What is “the top” here? As economists our specialization is solving problems related to money, resource allocation and incentives. So we should listen carefully when an economist tells us that union bargaining is creating bad incentives among teachers and school administrators, and suggests ways to solve these issues effectively without altering the parties’ bargaining position. It’s less clear that economists can say anything interesting about childhood nutrition.
Friday ~ February 25th, 2011 at 4:32 pm
Hal
Sure. Discussion about priorities is always part of the game. But again, what are you trying to accomplish? Some perfect state of contract efficiency? Where does this inefficiency fall on the priority list?
Inefficiencies are part and parcel of life. Some are more important than others. Some we just have to accept because they’re the result of compromises with other priorities.
And what are the distortions caused by the supposed bad incentives? Are they so egregious that they take priority over other issues? Again, as far as I can tell the data on this is mixed at best. Even if you take the maximalist position, I just can’t see the relative cost of such being anywhere close to – for example – the impact of prenatal nutrition on the exact same domain – i.e. the utility of our educational system.
So, if an economists job is to solve problems in resource allocation, money and incentives, I would still claim that solving nutrition issues caused by poverty literally swamp any issues caused by collective bargaining by teachers.

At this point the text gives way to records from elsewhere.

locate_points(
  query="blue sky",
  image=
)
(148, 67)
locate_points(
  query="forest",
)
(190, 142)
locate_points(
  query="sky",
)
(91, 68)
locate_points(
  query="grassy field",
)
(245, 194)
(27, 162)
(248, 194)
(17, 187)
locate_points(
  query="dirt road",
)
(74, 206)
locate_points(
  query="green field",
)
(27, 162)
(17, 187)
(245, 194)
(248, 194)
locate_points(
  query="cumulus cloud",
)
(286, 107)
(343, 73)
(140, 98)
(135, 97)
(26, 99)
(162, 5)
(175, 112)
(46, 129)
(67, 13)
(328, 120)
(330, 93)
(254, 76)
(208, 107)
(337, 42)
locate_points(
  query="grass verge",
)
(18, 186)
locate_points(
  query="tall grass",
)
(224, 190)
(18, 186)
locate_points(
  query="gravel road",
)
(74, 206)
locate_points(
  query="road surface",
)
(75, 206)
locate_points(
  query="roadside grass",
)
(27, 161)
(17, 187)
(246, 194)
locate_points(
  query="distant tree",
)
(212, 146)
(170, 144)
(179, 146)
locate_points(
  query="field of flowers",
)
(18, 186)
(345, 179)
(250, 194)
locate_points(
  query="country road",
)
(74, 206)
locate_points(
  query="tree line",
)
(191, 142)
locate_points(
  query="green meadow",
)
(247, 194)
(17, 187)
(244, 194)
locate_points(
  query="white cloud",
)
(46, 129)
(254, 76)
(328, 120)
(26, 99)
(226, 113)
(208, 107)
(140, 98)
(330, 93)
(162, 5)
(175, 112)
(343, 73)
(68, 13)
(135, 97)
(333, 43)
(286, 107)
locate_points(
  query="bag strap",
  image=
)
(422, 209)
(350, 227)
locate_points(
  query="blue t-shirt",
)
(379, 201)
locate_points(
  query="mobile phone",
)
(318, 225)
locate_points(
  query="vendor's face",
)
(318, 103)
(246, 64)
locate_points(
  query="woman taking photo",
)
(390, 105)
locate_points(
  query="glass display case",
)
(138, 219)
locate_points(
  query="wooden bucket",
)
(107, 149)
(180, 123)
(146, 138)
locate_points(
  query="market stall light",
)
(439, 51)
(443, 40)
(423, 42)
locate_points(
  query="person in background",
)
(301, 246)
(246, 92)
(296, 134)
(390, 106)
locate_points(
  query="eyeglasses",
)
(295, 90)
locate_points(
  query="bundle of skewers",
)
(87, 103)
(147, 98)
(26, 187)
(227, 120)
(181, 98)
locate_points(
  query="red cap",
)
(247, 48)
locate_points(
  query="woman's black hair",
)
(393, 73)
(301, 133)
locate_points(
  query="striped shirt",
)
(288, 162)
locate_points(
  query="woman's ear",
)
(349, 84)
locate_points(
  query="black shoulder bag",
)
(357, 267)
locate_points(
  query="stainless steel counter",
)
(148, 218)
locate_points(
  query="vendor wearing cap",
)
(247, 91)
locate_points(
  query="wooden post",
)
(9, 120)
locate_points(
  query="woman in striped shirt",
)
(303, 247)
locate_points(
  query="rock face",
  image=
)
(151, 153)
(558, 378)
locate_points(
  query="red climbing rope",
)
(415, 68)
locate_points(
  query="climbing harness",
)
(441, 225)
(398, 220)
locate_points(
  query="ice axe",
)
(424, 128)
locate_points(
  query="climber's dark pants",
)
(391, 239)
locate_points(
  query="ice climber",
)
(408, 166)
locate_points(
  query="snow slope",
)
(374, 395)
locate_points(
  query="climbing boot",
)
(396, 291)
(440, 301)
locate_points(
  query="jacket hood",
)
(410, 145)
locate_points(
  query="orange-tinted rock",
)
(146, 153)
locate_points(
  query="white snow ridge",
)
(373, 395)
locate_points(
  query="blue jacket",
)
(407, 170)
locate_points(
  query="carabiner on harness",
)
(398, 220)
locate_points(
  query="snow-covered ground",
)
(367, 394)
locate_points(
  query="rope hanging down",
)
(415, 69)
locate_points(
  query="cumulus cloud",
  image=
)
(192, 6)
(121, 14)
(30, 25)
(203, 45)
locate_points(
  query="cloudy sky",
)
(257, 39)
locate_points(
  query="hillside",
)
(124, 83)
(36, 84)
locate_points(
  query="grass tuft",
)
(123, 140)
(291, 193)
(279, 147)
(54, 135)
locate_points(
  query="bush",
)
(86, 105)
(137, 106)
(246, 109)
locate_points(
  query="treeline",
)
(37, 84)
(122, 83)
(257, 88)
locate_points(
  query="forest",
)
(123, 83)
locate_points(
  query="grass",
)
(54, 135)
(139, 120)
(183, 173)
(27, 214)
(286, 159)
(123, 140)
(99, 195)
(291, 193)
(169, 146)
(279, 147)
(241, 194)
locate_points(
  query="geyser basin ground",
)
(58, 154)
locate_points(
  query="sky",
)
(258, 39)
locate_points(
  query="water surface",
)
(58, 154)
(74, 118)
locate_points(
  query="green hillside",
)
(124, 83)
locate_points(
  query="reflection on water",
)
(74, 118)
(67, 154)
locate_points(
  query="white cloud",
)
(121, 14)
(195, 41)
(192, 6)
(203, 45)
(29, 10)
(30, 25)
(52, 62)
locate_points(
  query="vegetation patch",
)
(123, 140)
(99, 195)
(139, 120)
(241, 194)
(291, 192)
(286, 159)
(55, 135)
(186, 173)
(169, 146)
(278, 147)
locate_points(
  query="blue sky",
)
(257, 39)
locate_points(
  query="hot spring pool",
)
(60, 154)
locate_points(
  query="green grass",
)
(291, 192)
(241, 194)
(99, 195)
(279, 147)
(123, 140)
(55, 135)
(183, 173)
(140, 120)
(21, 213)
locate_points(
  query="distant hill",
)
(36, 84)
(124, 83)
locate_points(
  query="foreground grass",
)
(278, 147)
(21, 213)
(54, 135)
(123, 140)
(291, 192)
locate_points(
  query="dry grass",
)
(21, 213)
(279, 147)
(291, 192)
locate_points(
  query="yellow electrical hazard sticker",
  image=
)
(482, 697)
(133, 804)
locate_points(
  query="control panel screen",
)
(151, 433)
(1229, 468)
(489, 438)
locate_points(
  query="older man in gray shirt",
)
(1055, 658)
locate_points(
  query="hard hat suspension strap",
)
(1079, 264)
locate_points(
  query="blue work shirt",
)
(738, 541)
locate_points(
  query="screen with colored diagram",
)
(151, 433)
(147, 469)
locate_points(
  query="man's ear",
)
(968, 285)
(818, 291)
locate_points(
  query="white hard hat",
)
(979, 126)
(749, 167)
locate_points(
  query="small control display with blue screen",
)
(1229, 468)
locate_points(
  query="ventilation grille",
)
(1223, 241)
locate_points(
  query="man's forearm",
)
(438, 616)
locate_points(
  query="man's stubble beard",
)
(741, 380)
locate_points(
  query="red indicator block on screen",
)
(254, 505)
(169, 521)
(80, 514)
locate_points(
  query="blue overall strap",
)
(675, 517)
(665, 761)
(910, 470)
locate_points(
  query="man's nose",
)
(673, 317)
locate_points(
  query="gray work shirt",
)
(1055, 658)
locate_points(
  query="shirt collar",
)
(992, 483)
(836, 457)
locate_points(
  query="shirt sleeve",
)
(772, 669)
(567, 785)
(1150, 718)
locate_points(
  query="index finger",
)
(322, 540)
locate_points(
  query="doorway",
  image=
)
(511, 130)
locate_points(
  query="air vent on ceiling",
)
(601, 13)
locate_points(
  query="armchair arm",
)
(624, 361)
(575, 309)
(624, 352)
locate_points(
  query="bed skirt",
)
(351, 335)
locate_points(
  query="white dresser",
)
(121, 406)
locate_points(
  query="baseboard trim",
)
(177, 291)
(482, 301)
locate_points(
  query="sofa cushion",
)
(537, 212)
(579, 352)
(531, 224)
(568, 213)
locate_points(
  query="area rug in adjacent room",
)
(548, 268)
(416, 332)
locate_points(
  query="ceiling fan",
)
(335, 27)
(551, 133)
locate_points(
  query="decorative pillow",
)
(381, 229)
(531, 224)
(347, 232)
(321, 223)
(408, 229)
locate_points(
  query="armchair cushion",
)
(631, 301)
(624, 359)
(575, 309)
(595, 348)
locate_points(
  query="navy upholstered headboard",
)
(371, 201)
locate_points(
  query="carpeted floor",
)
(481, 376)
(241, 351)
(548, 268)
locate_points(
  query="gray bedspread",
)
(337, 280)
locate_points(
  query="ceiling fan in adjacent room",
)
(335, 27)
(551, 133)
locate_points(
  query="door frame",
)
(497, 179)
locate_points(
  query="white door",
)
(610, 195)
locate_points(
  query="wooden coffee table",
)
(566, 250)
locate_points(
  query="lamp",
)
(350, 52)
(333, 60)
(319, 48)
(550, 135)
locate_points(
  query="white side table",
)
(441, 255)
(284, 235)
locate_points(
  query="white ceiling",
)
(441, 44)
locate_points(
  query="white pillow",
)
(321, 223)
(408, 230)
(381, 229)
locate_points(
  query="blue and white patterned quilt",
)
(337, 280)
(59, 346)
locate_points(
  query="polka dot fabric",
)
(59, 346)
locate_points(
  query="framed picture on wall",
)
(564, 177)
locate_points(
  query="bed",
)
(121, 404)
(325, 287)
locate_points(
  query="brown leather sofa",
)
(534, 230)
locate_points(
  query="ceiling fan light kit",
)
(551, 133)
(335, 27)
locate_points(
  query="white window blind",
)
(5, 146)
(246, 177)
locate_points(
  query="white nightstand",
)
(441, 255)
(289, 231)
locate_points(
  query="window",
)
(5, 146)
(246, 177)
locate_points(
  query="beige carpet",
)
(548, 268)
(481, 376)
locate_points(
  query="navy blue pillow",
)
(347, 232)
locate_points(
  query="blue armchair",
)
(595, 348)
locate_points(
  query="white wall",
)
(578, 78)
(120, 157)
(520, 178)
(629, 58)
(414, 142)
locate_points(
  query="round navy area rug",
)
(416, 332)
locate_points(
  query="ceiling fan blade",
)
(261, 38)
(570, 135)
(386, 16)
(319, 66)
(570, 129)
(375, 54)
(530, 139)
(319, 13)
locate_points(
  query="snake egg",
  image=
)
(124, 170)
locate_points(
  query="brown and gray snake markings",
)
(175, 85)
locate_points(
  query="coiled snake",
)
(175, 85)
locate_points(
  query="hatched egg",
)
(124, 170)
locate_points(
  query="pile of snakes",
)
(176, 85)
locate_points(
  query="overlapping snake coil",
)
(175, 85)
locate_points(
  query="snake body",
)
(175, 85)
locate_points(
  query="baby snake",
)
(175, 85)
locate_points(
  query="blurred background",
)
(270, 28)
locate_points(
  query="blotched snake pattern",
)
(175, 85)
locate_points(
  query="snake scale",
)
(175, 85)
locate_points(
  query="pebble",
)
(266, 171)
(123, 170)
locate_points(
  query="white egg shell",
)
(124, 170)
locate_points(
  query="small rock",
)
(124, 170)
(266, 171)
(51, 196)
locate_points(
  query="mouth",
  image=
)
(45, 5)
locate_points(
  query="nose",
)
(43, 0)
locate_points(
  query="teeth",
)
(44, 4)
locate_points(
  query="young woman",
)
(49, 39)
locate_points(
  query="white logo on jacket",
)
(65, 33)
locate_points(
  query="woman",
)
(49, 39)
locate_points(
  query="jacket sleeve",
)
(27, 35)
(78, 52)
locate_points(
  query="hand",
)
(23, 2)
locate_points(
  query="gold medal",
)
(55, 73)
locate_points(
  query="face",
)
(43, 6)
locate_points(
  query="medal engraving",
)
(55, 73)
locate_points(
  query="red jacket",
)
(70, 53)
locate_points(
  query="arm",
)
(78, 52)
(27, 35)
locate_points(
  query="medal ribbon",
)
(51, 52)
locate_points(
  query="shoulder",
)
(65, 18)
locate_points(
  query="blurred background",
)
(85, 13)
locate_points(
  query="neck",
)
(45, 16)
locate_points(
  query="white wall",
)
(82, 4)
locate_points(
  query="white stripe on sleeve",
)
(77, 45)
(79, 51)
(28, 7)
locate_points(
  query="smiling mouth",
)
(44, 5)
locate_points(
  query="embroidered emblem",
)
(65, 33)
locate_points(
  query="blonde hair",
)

And by “swamp” I mean several orders of magnitude.
And if this really is the job of economists, why would someone focus on the minor issues of inefficiency and completely ignore the Jupiter size problem of allocating resources to WIC – or whatever one would suggest as alternative.
One estimate I saw was that for every $100 spent on WIC, this saved $47,000 in downstream costs to society.
Now, if that isn’t something that should float the boats of economists, then I think they need electroshock therapy.
Monday ~ February 28th, 2011 at 2:34 pm
David B
I am also very confused by opposition to WIC – I remember working in our local grocery store growing up. The WIC program included specific requirements for the products that could be purchased and were based on the ages of the children involved.
The program included education and ongoing case management rather than a simple monthly dump of food stamps. There are really two issues in childhood malnutrition – parents that cannot afford to feed their children properly and parents that don’t know how to feed their children in healthy ways. The WIC program seems to address both.
Saturday ~ February 26th, 2011 at 11:46 am
Edwin Perello
I just have to say, the comments here are pure gold.
Monday ~ February 28th, 2011 at 3:42 pm
Hal
The paper by Dean Baker pointed to by Kevin Drum (yea, I know. Sue me) sums up this issue pretty clearly:
The Origins and Severity of the Public Pension Crisis
The point being that there really wouldn’t be a pension crisis if the entire market hadn’t fallen off a cliff. So the whole issue – modulo Adam’s arguments on contract efficiency and some issues on distorted incentives (both of which I find highly dubious, but that’s just me) – is a derivative issue, not a primary issue.
Again, focussing on a problem that is a symptom of a far larger problem certainly has the effect of casting one’s priorities in a very bad light.